Simulation-driven formulation of transportation fuel surrogates

Abstract

An alternative way to formulate transportation fuel surrogates using model predictions of gas-phase combustion targets is explored and compared to conventional approaches. Given a selection of individual fuel components, a multi-component chemical mechanism describing their oxidation kinetics, and a database of experimental measurements for key combustion quantities such as ignition delay times and laminar burning velocities, the optimal fractional amount of each fuel is determined as the one yielding the smallest error between experiments and model predictions.
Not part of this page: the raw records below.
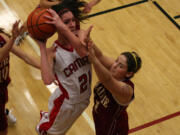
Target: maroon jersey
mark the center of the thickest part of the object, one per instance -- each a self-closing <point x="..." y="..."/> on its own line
<point x="4" y="74"/>
<point x="110" y="117"/>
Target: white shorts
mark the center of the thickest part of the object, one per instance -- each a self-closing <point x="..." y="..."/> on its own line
<point x="61" y="115"/>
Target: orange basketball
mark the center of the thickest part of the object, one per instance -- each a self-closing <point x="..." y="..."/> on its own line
<point x="36" y="24"/>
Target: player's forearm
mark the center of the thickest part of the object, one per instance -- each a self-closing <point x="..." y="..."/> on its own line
<point x="35" y="62"/>
<point x="46" y="71"/>
<point x="4" y="51"/>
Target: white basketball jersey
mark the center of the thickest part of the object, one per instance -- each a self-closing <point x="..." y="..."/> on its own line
<point x="73" y="73"/>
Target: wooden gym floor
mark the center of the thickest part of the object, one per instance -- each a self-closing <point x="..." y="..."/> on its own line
<point x="149" y="27"/>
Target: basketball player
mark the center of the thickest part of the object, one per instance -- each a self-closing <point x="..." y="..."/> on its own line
<point x="90" y="5"/>
<point x="6" y="46"/>
<point x="64" y="63"/>
<point x="114" y="91"/>
<point x="42" y="4"/>
<point x="48" y="4"/>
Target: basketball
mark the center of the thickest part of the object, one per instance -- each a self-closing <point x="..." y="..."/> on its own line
<point x="36" y="25"/>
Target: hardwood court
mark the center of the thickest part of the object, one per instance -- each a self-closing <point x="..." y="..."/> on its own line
<point x="143" y="28"/>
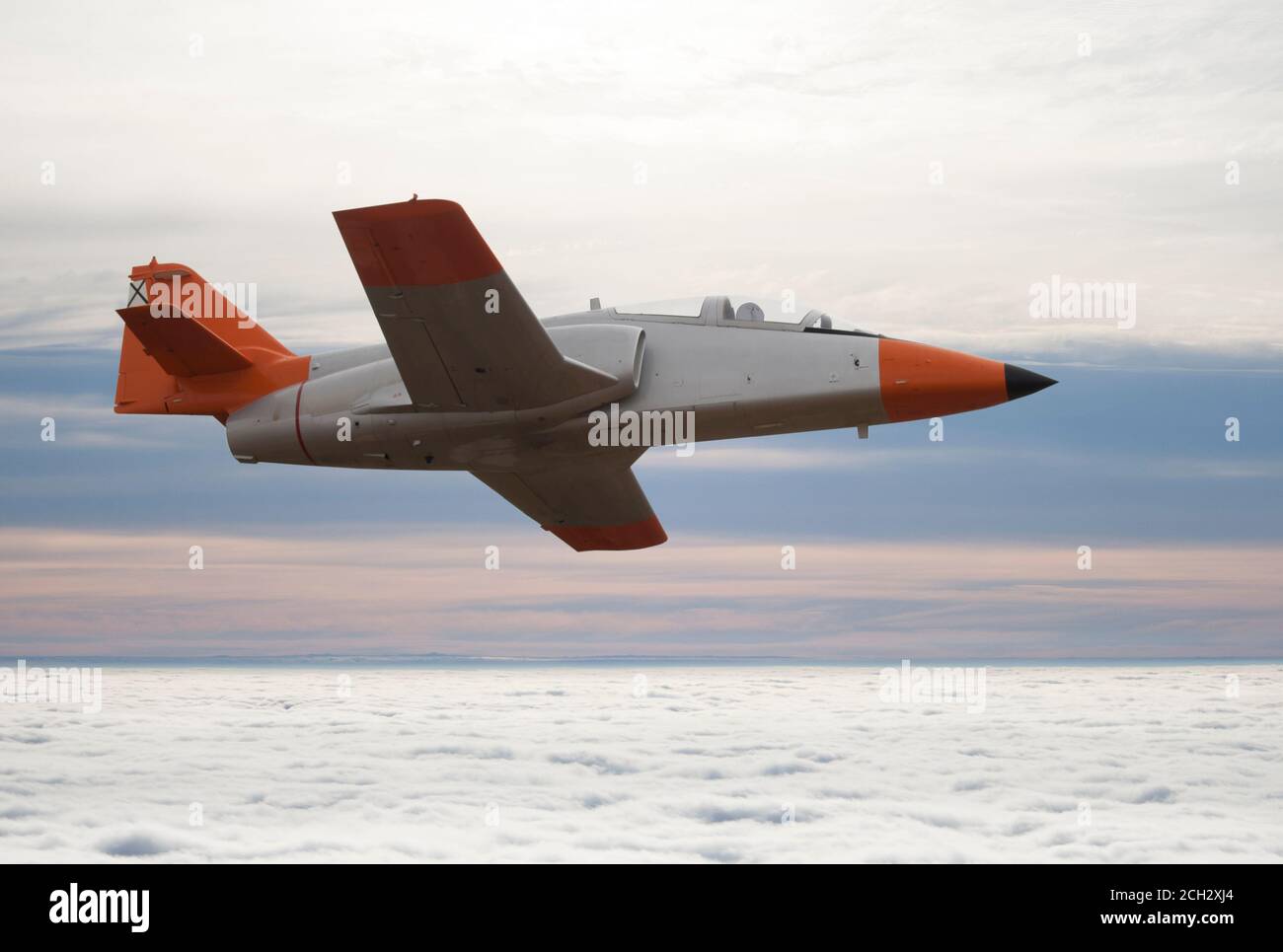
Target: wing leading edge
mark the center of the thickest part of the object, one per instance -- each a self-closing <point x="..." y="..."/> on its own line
<point x="591" y="503"/>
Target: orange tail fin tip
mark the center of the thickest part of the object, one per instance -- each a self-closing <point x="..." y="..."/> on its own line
<point x="188" y="349"/>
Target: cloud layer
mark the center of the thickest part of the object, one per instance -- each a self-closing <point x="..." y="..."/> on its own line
<point x="500" y="764"/>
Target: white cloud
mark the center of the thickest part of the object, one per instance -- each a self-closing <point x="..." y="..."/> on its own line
<point x="698" y="769"/>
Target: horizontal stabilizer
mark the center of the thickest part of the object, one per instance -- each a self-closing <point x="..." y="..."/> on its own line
<point x="184" y="346"/>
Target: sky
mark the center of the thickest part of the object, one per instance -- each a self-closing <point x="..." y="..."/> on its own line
<point x="915" y="169"/>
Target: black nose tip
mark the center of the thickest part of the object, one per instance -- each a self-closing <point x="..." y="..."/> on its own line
<point x="1021" y="383"/>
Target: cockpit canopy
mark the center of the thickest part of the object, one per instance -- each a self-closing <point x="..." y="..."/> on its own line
<point x="768" y="312"/>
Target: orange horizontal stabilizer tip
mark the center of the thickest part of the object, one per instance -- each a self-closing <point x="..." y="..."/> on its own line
<point x="184" y="348"/>
<point x="920" y="381"/>
<point x="415" y="244"/>
<point x="633" y="535"/>
<point x="190" y="350"/>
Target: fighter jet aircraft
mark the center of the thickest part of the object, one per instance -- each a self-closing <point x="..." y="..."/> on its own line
<point x="550" y="413"/>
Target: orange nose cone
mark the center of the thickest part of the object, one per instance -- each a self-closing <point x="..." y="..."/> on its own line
<point x="920" y="381"/>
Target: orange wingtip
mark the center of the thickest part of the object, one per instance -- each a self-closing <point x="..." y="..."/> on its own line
<point x="415" y="244"/>
<point x="630" y="535"/>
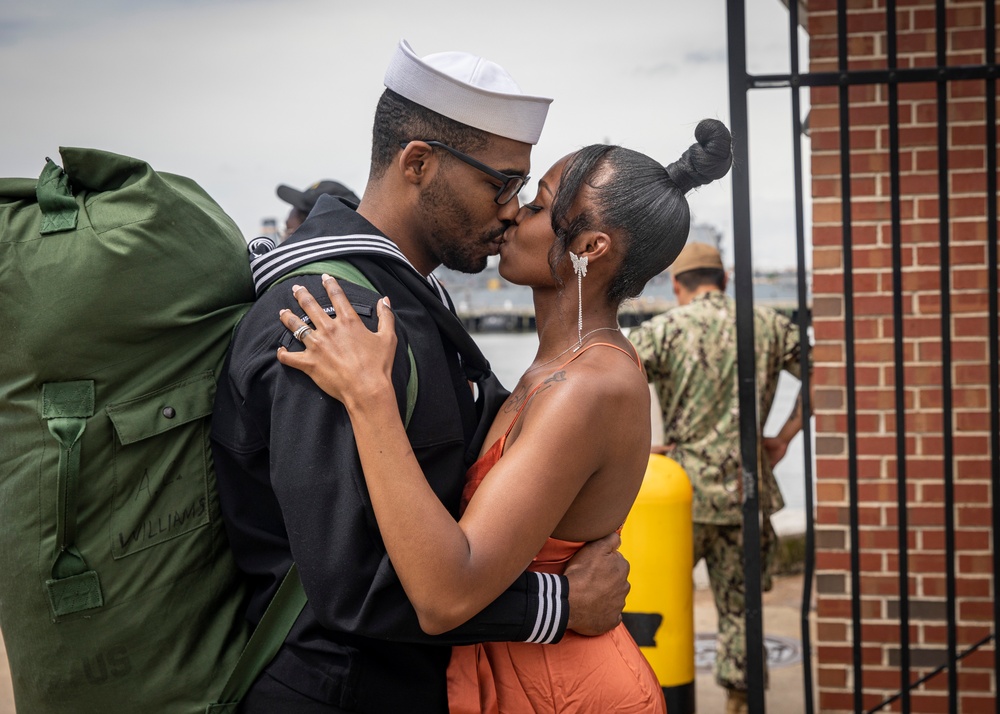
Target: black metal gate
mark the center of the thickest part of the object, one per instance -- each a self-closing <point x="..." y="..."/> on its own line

Using a previously studied three-component jet fuel surrogate containing n-dodecane, methyl-cyclohexane, and m-xylene as a case study, this article investigates in a systematic manner how the surrogate composition affects model predictions for ignition delay time and laminar burning velocities over a wide range of temperature, pressure and stoichiometry conditions, and compares the results to existing surrogate formulation techniques, providing new insights on how to define surrogates for simulation purposes. Finally, an optimisation algorithm is described to accelerate the identification of optimal surrogate compositions in this context.

Keywords:

• Surrogate definition
• chemical kinetics
• ignition delay times
• laminar flame speeds
• jet fuel

Acknowledgements

The authors thank Dr Heinz Pitsch and Dr Sivaram Ambikasaran for valuable discussions on this work.

Supplemental data

The supplementary materials for this article can be accessed at https://krithikasivaram.github.io.

Additional information

Funding

The first author gratefully acknowledges support from the New Faculty Initiation Grant [project number MEE/15–16/845/NFIG] offered by the Indian Institute of Technology Madras.